The correlation between geographical location and sperm quality has been studied extensively in many countries outside the USA. However, large-scale epidemiological studies on male fertility are absent in continental US.
In the current study, scientists have determined geographical differences in sperm quality among a group of men residing in six different regions of continental US, including Northeast, Southeast, Midwest, West, Pacific, and Southwest.
The study was conducted on 5,822 men who self-requested semen analysis between 2019 and 2021. None of the participants had a self-reported history of male factor infertility.

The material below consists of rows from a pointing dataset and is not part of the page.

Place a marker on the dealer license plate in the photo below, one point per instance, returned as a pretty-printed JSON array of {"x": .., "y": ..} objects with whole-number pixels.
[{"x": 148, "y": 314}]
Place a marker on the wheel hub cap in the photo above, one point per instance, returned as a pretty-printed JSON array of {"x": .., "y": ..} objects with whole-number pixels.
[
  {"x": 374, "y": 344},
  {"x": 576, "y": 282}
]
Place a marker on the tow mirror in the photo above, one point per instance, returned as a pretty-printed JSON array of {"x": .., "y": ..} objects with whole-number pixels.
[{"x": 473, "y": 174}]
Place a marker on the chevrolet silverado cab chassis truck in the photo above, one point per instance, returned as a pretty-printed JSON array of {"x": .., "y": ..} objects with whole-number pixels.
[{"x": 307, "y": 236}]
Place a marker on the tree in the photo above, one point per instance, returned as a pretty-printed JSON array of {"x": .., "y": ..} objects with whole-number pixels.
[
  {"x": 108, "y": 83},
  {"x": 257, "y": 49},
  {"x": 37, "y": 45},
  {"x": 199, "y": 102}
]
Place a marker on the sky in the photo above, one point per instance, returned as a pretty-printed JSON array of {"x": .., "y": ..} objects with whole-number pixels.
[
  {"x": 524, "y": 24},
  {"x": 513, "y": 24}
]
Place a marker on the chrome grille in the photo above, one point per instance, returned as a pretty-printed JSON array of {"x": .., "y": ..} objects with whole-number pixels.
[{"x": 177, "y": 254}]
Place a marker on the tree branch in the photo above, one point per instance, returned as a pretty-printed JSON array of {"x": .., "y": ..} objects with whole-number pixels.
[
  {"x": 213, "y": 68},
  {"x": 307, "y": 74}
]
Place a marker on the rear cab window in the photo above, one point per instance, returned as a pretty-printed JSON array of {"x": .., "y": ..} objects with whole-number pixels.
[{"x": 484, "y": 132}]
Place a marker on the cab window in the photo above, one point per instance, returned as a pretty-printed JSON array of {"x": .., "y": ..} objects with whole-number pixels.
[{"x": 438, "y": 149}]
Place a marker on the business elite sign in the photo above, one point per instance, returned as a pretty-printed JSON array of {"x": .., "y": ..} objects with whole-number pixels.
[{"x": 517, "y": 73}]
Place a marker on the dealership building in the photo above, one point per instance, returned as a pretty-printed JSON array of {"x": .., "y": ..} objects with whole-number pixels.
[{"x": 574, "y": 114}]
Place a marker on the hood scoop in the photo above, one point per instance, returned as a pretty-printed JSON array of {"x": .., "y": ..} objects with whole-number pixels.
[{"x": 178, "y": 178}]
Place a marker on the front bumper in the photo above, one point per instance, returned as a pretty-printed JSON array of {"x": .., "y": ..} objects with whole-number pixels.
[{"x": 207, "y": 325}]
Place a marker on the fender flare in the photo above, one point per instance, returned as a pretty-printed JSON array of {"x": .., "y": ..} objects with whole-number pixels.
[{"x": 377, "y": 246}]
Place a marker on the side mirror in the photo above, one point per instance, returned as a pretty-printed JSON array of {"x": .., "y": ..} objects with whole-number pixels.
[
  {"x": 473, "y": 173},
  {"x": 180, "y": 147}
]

Depending of the geographical location, the participants were categorized into six groups, including Northeast, Southeast, Midwest, West, Pacific, and Southwest.
Semen samples were collected from the participants using a validated at-home mail-in semen collection kit. The participants were instructed to self-collect semen samples using the kit delivered to their home. Afterward, the samples were shipped overnight to the laboratory for semen analysis, which included sperm count, motility, and morphology.
The comparative analyses conducted in the study revealed that the average sperm concentration, total number of motile sperm, and total motility were lower in participants from the West region than in participants from other studied locations. A reduction in total sperm count and progressive motility was also observed in participants from the Southwest region.
Participants from the Midwest region exhibited higher total motile sperm count and total sperm motility. Similarly, participants from the Northeast region showed higher average sperm concentration and total sperm count.
The comparison of semen parameters between the participants aged below and above the age of 35 years revealed variations in sperm concentration, total sperm count, total motile sperm, and total and progressive motility. These differences between younger and older participants were significant in the Northeast and Pacific regions but not the Midwest region.
A total of 1,654 participants were identified to have low sperm count (oligozoospermia) in the study population. Of them, about 50% were aged below 35 years. Notably, no significant difference in the prevalence of oligozoospermia was observed between younger and older participants, irrespective of geographical locations. However, a relatively higher prevalence of oligozoospermia was observed in participants from the Southwest and Southeast regions.
The multivariable analysis conducted in the study revealed that the geographical differences in sperm quality among participants are not affected by their age and body mass index.
The study provides a thorough overview on the impact of geographical locations on sperm quality of men residing in six different locations of continental US. According to the study findings, people from the Midwest and Northeast regions have higher sperm quality than those from the Southwest and West regions.
As mentioned by the scientists in the article,
this study will pave the way into a deeper discussion of the interplay between geography, social determinants of fertility care and semen quality.”